Changing the intentions of governments can be even more difficult than effecting social change. I have no doubt that more people will have to go to prison before Ontario becomes nuclear free and we embrace a society that undertakes real sustainability. The whole basis of sustainability is local communities meeting local needs. Big government simply does not fit into this picture and neither does corporate construction of need fulfilment. Sustainability is not about turning back the clock but rather the long overdue evolution of rationalizing real human needs with real earthy processes. As a society in change Ontario will need every bit of the wealth now destined for nuclear development to effect the transitions that are required. Urban structures need to be reinvented. The meaning of labour will need to be redefined. Eco-cartography will reshape political boundaries. And most of all people will change culturally. The present energy crisis and the need for sustainable economies necessitate a renaissance of humanity but present governments resist such change because the old means of governance; repression, false promises and popularity contests are not sufficient to control populations through emergent creativity. For today’s
governments it will seem easier to deny, pretend, punish and finally abdicate responsibility. People need to take initiative on there won and they need to do so now. There is a great need to defend the earth and our relatives in creation. Stopping uranium exploitation is definitely an important action in defending the earth.
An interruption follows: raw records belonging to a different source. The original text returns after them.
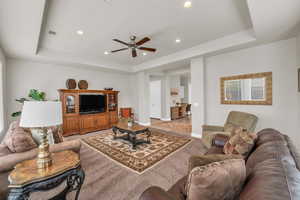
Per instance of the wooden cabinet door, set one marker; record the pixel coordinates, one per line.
(113, 117)
(102, 121)
(87, 123)
(174, 112)
(71, 126)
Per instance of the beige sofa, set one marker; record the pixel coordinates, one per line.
(235, 119)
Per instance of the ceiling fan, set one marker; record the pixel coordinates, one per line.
(134, 46)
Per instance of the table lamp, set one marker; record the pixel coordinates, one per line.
(41, 115)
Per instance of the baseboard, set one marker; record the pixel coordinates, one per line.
(165, 119)
(144, 124)
(197, 135)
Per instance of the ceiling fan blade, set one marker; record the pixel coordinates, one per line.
(143, 41)
(116, 40)
(147, 49)
(134, 54)
(119, 50)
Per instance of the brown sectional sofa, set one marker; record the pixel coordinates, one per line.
(272, 172)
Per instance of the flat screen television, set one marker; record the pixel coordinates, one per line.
(92, 103)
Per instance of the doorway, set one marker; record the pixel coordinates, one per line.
(155, 99)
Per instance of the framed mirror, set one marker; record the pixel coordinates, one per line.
(249, 89)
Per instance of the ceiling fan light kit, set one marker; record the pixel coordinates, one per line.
(134, 46)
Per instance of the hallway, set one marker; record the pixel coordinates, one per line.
(181, 126)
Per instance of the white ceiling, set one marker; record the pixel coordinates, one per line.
(162, 21)
(209, 26)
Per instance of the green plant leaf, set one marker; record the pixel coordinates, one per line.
(37, 95)
(21, 100)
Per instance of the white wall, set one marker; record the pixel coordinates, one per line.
(155, 99)
(198, 95)
(298, 49)
(175, 83)
(25, 75)
(184, 82)
(3, 123)
(281, 59)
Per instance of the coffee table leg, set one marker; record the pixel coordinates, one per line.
(148, 136)
(134, 142)
(75, 182)
(115, 132)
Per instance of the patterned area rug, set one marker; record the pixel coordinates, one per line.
(145, 155)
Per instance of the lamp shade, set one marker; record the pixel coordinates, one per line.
(38, 114)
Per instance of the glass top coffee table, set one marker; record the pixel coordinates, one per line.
(129, 133)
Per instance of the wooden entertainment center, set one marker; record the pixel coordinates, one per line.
(75, 122)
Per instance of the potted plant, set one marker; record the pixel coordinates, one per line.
(34, 95)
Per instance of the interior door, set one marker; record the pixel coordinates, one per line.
(155, 99)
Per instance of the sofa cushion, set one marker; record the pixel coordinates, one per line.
(4, 185)
(268, 135)
(270, 150)
(233, 129)
(272, 179)
(207, 182)
(241, 143)
(294, 152)
(197, 161)
(178, 189)
(18, 139)
(4, 150)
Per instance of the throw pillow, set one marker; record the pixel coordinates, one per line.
(18, 139)
(241, 143)
(37, 136)
(233, 129)
(217, 181)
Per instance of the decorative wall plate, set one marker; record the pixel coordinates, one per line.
(71, 84)
(83, 85)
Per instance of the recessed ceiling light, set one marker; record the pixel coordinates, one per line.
(177, 40)
(79, 32)
(188, 4)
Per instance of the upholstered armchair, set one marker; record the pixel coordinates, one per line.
(235, 119)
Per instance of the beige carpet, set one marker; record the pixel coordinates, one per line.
(107, 180)
(181, 126)
(144, 156)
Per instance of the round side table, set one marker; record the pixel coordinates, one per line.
(27, 178)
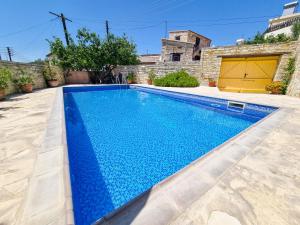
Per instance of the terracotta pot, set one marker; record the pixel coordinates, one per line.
(52, 83)
(27, 88)
(276, 91)
(212, 84)
(2, 94)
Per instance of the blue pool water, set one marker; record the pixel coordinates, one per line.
(121, 142)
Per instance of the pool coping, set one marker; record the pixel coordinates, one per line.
(56, 122)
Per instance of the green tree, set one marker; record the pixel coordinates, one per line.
(91, 53)
(296, 30)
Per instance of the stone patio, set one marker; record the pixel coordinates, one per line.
(253, 179)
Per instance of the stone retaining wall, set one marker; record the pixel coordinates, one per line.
(160, 69)
(211, 58)
(29, 68)
(294, 87)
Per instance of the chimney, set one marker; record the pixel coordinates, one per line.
(290, 8)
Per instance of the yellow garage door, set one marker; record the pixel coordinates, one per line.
(249, 74)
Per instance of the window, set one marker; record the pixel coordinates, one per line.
(177, 37)
(197, 43)
(175, 57)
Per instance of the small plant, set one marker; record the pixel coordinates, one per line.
(151, 77)
(49, 72)
(50, 75)
(276, 87)
(130, 78)
(24, 81)
(288, 73)
(261, 39)
(211, 82)
(5, 77)
(177, 79)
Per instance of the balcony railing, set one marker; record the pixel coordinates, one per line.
(283, 24)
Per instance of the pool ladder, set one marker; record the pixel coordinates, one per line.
(236, 106)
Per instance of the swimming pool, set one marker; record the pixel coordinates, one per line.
(122, 140)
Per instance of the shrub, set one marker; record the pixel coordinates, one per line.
(23, 79)
(261, 39)
(151, 75)
(177, 79)
(288, 72)
(49, 72)
(276, 87)
(131, 77)
(5, 76)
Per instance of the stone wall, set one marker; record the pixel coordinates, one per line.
(294, 87)
(29, 68)
(211, 58)
(160, 69)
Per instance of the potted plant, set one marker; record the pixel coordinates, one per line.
(211, 82)
(24, 82)
(50, 75)
(151, 77)
(5, 76)
(130, 78)
(276, 87)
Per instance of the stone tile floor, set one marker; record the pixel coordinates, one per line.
(263, 187)
(23, 120)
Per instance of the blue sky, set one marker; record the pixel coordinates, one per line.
(26, 24)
The coalitions that are created are nexus of shared knowledge and mutual concern. But simply shutting down the machines, turning off the taps and extinguishing the lights is not enough to meet the challenges of an over consumptive society. We need to reinvent ourselves.

Last year when I learned that 30,000 acres of our homeland had been staked for uranium exploration with the potential for an open pit mine, my first thoughts were how to protect Algonquin rights and interests. Since then my knowledge and understanding has grown beyond parochial interests to include my non-Algonquin neighbours and a struggle that goes further than mere resistance to colonialism. However my core understanding of what is to be Anishnabeg (human being), my knowledge of the land (aki) and my acceptance of the meaning of creation still inform who I am and what I believe. Going to prison is a small price to pay for one’s integrity and even a smaller price to pay for the right to care for the earth, our mother and home to all of our relations. Sacrifice is the work that binds us with the rest of humanity who struggles to preserve their homelands, sustainable cultures and natural justice. As each day passes I believe more and more that to live free, active, intelligent, compassionate lives is our inheritance. Imprisonment is never the end of the struggle for change. It is the beginning of conviction. To be a human being is to find peace and good will taking only what you need and giving back everything.

I am humbled to be able to share my thoughts with the Citizens’ Inquiry and I commend all of you for your hard work and sacrifices bringing this forum to the people.